Two in five UK adults would consider voting for the Green Party

by LLB political Reporter
25th Oct 21 10:26 am

New polling by Savanta ComRes ahead of the Green Party Conference shows two in five (39%) UK adults saying they would consider voting for the Green Party if they were standing in an election where they lived, irrespective of how they normally vote.

This is lower than the proportion who say the same for the Conservatives (44%) and Labour (48%), but significantly higher than those who said the same for the Liberal Democrats (32%).

The proportion who would consider voting for the Green Party includes half of both 2019 Labour voters (49%) and those aged 18-34 (50%). A quarter of 2019 Conservative voters (26%) also say they would consider it.

However, with our Westminster Voting Intention polling consistently showing the Greens on between 4-6% of the vote share, and with just one MP in the Commons, this consideration is not pulling through when it comes to actual voting.

Among those who would not consider voting for the Green Party, three in ten said that it was because they were unlikely to win in that area (28%).

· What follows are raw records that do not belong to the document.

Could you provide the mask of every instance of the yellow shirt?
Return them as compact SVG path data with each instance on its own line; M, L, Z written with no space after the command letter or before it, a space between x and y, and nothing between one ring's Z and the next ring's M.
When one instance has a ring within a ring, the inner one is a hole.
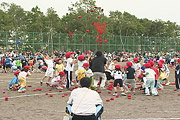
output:
M167 79L167 75L165 73L161 72L160 75L159 75L159 79L163 80L165 78Z
M78 80L81 80L83 77L86 77L85 69L78 70L78 71L77 71L77 79L78 79Z
M56 75L59 74L59 72L64 71L64 65L63 64L56 64Z

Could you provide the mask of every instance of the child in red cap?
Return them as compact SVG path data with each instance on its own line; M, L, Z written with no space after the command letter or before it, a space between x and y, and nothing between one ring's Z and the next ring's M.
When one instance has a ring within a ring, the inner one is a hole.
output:
M65 67L65 71L66 71L66 79L67 79L67 84L66 84L66 88L70 89L71 85L73 85L72 83L72 72L74 70L74 64L76 63L76 61L74 60L74 57L72 56L74 53L72 52L68 52L66 53L66 67Z
M66 87L66 77L64 72L59 74L51 80L50 86L56 89L64 89Z
M118 95L117 93L117 85L120 85L120 90L121 90L121 95L126 96L126 94L124 93L124 89L123 89L123 73L121 71L121 66L120 65L115 65L115 70L111 73L111 76L114 77L114 93L113 95L116 96Z
M14 72L15 77L9 83L10 90L18 90L20 88L20 83L19 83L19 79L18 79L19 73L20 73L20 71Z
M175 68L175 83L177 91L180 91L180 58L177 59L177 66Z
M131 62L126 62L126 65L128 68L126 69L126 74L127 74L127 79L125 80L125 85L131 84L131 90L133 94L135 94L135 86L136 86L136 81L135 81L135 70L132 68L132 63ZM130 92L130 90L128 90Z
M29 72L30 67L29 66L24 66L24 69L19 73L18 79L20 81L21 88L18 90L18 92L25 91L26 89L26 79L28 76L31 75Z
M144 66L145 66L145 72L143 74L145 75L145 77L147 79L146 85L145 85L146 96L150 95L149 87L151 88L152 95L157 96L158 93L157 93L156 89L154 88L156 72L151 69L150 63L146 63L146 64L144 64Z
M64 65L63 65L63 61L60 58L56 59L56 75L59 75L59 72L63 72L64 71Z

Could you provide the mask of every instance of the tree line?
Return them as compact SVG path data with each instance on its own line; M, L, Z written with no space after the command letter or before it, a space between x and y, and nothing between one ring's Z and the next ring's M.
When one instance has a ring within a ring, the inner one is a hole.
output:
M61 18L54 8L43 13L38 6L25 11L14 3L0 4L0 31L53 32L67 34L97 34L94 23L106 23L105 34L120 36L178 37L180 26L163 20L137 18L128 12L110 11L96 6L95 0L79 0L68 7ZM87 31L88 30L88 31Z

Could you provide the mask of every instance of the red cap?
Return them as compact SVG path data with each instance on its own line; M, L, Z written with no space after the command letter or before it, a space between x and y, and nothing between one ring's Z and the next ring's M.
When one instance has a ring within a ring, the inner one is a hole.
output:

This proportion rises to a third amongst 2019 Labour voters (33%).

A quarter said that it is because they are loyal to another party (25%), rising to 27% of among Conservative voters and over a third of Labour voters (35%).

Comparatively, just one in five said they would not vote for the Green Party because they disagreed with their green policies (20%), falling to just one in eight among Labour voters (12%) and those aged 18-34 (12%).

A quarter of those aged 18-34 who said they would not consider voting Green said so on account of not knowing anything about them (26%), indicating increased visibility may be a potential route to picking up younger voters.

UK adults are split on whether the Green Party’s main focus should be on bringing about change by getting elected to positions of power (34%), or by pressuring other parties more likely to get elected (35%).

Labour voters are the most likely to say that the Green’s focus should be on pressuring other parties (43%).

Chris Hopkins, Political Research Director at Savanta ComRes said, “With both Labour and the Liberal Democrats appearing stagnant in their challenge to the Conservatives, and with the ever-present topic of climate change and the environment dominating the news agenda ahead of COP26, many feel that the foundations are prime for the Green Party to gain traction.

And, despite the Green’s hovering around the 5-6% mark in our Westminster Voting Intention, this new polling suggests that it might not take much for voters, particularly younger ones and those perhaps disaffected by Labour’s own green credentials, to make the switch.”